Let's take a sample XML file.
<?xml version="1.0"?>
<class>
<student>
<id>101</id>
<name>John</name>
<department>Engineering </department>
<subject>Mathematics</subject>
<marks>83</marks>
<promoted>yes</promoted>
</student>
<student>
<id>102</id>
<name>Kapil</name>
<department>Engineering </department>
<subject>Chemistry</subject>
<marks>60</marks>
<promoted>yes</promoted>
</student>
<student>
<id>103</id>
<name>Harsh</name>
<department>Engineering </department>
<subject>English</subject>
<marks>70</marks>
<promoted>yes</promoted>
</student>
<student>
<id>104</id>
<name>Jite</name>
<department>Engineering </department>
<subject>Physics</subject>
<marks>76</marks>
<promoted>yes</promoted>
</student>
</class>
- We create a python file and import
xml
to parse data.
import xml.sax
- For parsing XML with SAX, we need to create a class to override the default
contextHandler
, which has certain methods that get called on certain events likeelementStart
,elementEnd
.
if __name__ == "__main__":
# create an XMLReader
parser = xml.sax.make_parser()
# a class that override the default ContextHandler
Handler = StudentHandler()
parser.setContentHandler(Handler)
# make sure your file name mathces here
# it should also be in the same location
parser.parse("XMLFile.xml")
Here we have our StudentHandler
class which overrides certain methods whose names are pretty self explanatory.

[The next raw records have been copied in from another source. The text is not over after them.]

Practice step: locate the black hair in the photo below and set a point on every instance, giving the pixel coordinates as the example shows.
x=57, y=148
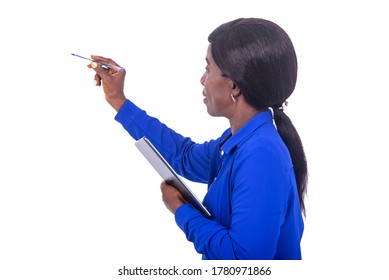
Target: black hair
x=259, y=57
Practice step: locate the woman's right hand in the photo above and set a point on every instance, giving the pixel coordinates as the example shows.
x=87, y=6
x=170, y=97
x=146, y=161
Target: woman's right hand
x=111, y=79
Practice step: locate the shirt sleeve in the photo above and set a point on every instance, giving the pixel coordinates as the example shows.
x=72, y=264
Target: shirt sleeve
x=189, y=159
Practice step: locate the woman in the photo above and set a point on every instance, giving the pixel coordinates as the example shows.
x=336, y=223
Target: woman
x=256, y=170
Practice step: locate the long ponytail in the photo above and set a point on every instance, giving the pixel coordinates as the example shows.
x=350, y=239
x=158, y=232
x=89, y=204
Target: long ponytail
x=292, y=140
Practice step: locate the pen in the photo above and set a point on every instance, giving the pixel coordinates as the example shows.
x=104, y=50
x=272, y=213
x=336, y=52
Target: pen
x=121, y=69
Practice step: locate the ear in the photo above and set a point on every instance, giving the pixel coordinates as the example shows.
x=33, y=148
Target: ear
x=235, y=89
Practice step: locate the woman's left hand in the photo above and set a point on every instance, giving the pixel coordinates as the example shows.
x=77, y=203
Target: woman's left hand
x=171, y=197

class StudentHandler(xml.sax.ContentHandler):
def __init__(self):
self.CurrentTag = ""
self.id = ""
self.name = ""
self.department = ""
self.subject = ""
self.marks = ""
self.promoted = ""
# Called when an element starts
def startElement(self, tag, attributes):
self.CurrentTag = tag
if (tag == "student"):
print("**** New Student Data ****")
# Called when an elements ends
def endElement(self, tag):
if self.CurrentTag == "id":
print("ID : ", self.id)
elif self.CurrentTag == "name":
print("Name :", self.name)
elif self.CurrentTag == "department":
print("Department :", self.department)
elif self.CurrentTag == "subject":
print("Subject:", self.subject)
elif self.CurrentTag == "marks":
print("Marks:", self.marks)
elif self.CurrentTag == "promoted":
print("Promoted :", self.promoted)
self.CurrentTag = ""
# Called when a character is read
def characters(self, content):
if self.CurrentTag == "id":
self.id = content
elif self.CurrentTag == "name":
self.name = content
elif self.CurrentTag == "department":
self.department = content
elif self.CurrentTag == "subject":
self.subject = content
elif self.CurrentTag == "marks":
self.marks = content
elif self.CurrentTag == "promoted":
self.promoted = content
- Run this and this gives something as this as an output.
**** New Student Data ****
ID : 101
Name : John
Department : Engineering
Subject: Mathematics
Marks: 83
Promoted : yes
**** New Student Data ****
ID : 102
Name : Kapil
Department : Engineering
Subject: Chemistry
Marks: 60
Promoted : yes
**** New Student Data ****
ID : 103
Name : Harsh
Department : Engineering
Subject: English
Marks: 70
Promoted : yes
**** New Student Data ****
ID : 104
Name : Jite
Department : Engineering
Subject: Physics
Marks: 76
Promoted : yes
DOM Parser
We import the minidom from xml, and load the entire XML file, parse it and store it in doc variable. Since we have a list of students, we get all the students and iterate over it. After that , it's just some fancy code to print that in tabular format.
from xml.dom import minidom
doc = minidom.parse("XMLFile.xml")
students = doc.getElementsByTagName("student")
print("\t\t***** User Data ****")
print("\t Id \t Name \t Department \t Subject \t Marks \t Promoted")
for student in students:
sid = student.getElementsByTagName("id")[0]
# print(sid)
nickname = student.getElementsByTagName("name")[0]
lastNAme = student.getElementsByTagName("department")[0]
subject = student.getElementsByTagName("subject")[0]
marks = student.getElementsByTagName("marks")[0]
promoted = student.getElementsByTagName("promoted")[0]
print("\t %s \t %s \t %s \t %s \t %s \t %s" % (
sid.firstChild.data,
nickname.firstChild.data,
lastNAme.firstChild.data,
subject.firstChild.data,
marks.firstChild.data,
promoted.firstChild.data,
))
***** User Data ****
Id Name Department Subject Marks Promoted
101 John Engineering Mathematics 83 yes
102 Kapil Engineering Chemistry 60 yes
103 Harsh Engineering English 70 yes
104 Jite Engineering Physics 76 yes
And that's how we have parsed XML in python , using both SAX and DOM.